DUTY (du·ty) –noun
- Something that one is expected or required to do by moral or legal obligation.
- An action or task required by a person’s position or occupation.
- A task or chore that a person is expected to perform.
SERVICE (serv·ice) –noun
- An act of helpful activity; help; aid: to do someone a service.
- The duty or work of public servants.
VALOR (val·or) –noun
- boldness or determination in facing great danger, esp. in battle; heroic courage; bravery: a medal for valor.
At no time in the fire service’s history were the above words better personified than on September 11, 2001 when 343 FDNY firefighters gave their lives to save thousands during the attacks that day.
A bittersweet day, 9/11 not only made America proud of its firefighters but it made our job, already one of the most proud and respected professions, a little more profound.
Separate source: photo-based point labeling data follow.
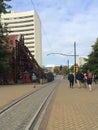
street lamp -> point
(68, 60)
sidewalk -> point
(10, 93)
(72, 109)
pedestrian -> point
(89, 79)
(85, 80)
(79, 78)
(71, 80)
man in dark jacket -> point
(71, 80)
(79, 78)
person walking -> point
(79, 78)
(89, 79)
(71, 80)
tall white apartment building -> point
(29, 25)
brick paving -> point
(73, 109)
(70, 109)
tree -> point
(4, 6)
(4, 54)
(92, 61)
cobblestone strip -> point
(74, 109)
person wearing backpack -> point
(89, 75)
(71, 80)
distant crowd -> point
(82, 79)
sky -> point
(63, 22)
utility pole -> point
(75, 60)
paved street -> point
(72, 109)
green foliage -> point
(92, 61)
(4, 55)
(4, 6)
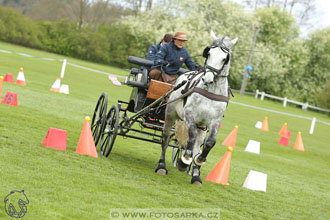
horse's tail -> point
(181, 133)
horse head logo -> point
(15, 204)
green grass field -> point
(66, 185)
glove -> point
(165, 63)
(198, 67)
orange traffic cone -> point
(265, 125)
(20, 78)
(86, 145)
(55, 138)
(284, 140)
(9, 78)
(1, 80)
(283, 129)
(230, 140)
(299, 145)
(220, 172)
(56, 85)
(10, 99)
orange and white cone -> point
(20, 78)
(56, 85)
(86, 145)
(1, 80)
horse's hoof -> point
(196, 180)
(197, 183)
(161, 171)
(181, 166)
(198, 161)
(186, 160)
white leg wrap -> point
(185, 160)
(197, 162)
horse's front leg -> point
(186, 158)
(195, 179)
(208, 145)
(161, 168)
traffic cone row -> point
(57, 139)
(255, 180)
(19, 80)
(10, 98)
(57, 87)
(285, 138)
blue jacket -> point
(152, 51)
(175, 56)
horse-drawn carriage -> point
(147, 103)
(198, 100)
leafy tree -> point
(276, 27)
(317, 70)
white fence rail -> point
(285, 100)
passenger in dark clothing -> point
(171, 56)
(152, 51)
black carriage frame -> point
(149, 114)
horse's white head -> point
(217, 57)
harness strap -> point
(211, 95)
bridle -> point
(217, 43)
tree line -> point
(284, 64)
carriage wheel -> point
(99, 117)
(108, 137)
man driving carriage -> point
(153, 49)
(170, 58)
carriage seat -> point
(145, 91)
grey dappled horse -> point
(202, 109)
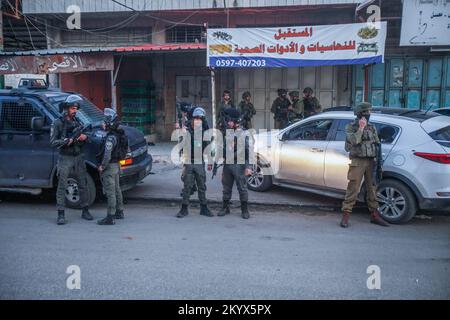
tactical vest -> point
(68, 127)
(367, 147)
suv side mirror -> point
(37, 123)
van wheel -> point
(261, 179)
(397, 202)
(72, 191)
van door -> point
(303, 152)
(27, 160)
(337, 160)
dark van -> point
(28, 163)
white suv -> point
(309, 155)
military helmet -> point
(71, 100)
(363, 106)
(199, 112)
(281, 91)
(232, 114)
(111, 118)
(245, 95)
(308, 90)
(294, 94)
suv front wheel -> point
(73, 197)
(397, 203)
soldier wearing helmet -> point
(247, 110)
(225, 104)
(236, 164)
(194, 172)
(309, 103)
(296, 113)
(71, 157)
(280, 108)
(114, 149)
(361, 143)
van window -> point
(442, 136)
(386, 132)
(314, 130)
(16, 115)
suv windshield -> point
(87, 114)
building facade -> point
(158, 47)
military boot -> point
(225, 209)
(204, 211)
(345, 217)
(119, 214)
(244, 210)
(86, 215)
(183, 212)
(376, 218)
(107, 221)
(194, 189)
(61, 219)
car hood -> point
(135, 137)
(435, 123)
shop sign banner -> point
(356, 43)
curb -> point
(253, 203)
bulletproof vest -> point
(195, 144)
(367, 147)
(234, 149)
(68, 127)
(309, 106)
(282, 104)
(115, 154)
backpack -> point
(121, 149)
(122, 145)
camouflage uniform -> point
(194, 172)
(297, 108)
(235, 171)
(110, 176)
(247, 112)
(221, 125)
(310, 106)
(70, 160)
(362, 146)
(280, 110)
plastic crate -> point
(137, 110)
(137, 119)
(135, 91)
(137, 102)
(135, 83)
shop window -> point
(186, 34)
(17, 115)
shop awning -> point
(61, 60)
(163, 47)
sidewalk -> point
(165, 184)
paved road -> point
(274, 255)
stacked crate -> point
(138, 105)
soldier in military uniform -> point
(247, 110)
(109, 168)
(361, 143)
(296, 113)
(71, 157)
(235, 172)
(224, 104)
(280, 109)
(309, 104)
(194, 163)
The entire world watched as FDNY firefighters climbed the towers, in full gear and with ALL necessary equipment. Memories, video and pictures from that day remind us of the overwhelmed, but determined look on the face of many of New York’s bravest, many of whom gave their last wishes to friends and colleagues before they went in to the towers.
According to NIST, an estimated 17,400 people were inside the Towers at the time of the attack. Of the 2,606 civilians who died, 1366 were at or above the point of impact and subsequent fire, leaving 16,034 presumably “viable” rescues to be made by FDNY. 1,240 additional civilians would perish at the World Trade Center. In all 14,794 civilians survived the attacks on the World Trade Center. (1)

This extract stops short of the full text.